What particularly frustrates Lay is how EBITDA casually ditch away crucial costs like they’re nothing. Depreciation represents real money spent on equipment wear and tear. Tax obligations are inevitable unless you’ve found some magical way to avoid them. And then there’s the reality of debt costs and equipment replacement – machinery doesn’t last forever, and those finance payments don’t pay themselves.
Lay shares in the post a harsh truth that every business owner like us needs to hear—a business is worth exactly what someone is willing to pay for it. Not a dollar more, not a dollar less. Private equity investors usually look at net profit before tax (usually applying a multiple between 1.5x to 3.5x), add in net assets and free cash, and subtract liabilities. The usage of that multiple of 1.5x to 3.5x truly depends on factors like management team strength, client diversification, recurring revenue, growth potential, and sector dynamics.

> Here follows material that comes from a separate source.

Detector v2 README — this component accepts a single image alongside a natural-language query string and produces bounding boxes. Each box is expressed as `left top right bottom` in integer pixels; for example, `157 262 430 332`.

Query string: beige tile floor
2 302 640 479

Returning to that piling business example, once he dug into the real numbers, the £500K net profit before tax brought the true value closer to just approximately £1M. This dramatic difference emerged because the business needed constant investment in new machinery and was juggling finance agreements. That’s a £13M reality gap, enough to be a showstopper.
Lay emphasises this simple truth: Revenue is like vanity. It might make you feel good, but it doesn’t tell the whole story. Adjusted EBITDA is pure fantasy, it’s what you wish was true. But net profit before tax? That’s your reality check, and the numbers don’t lie. So his message is clear. Stop getting caught up in fancy numbers. Face the real numbers head-on. Yes, they might not paint as pretty a picture as EBITDA, but they’ll give you something much more valuable—the truth.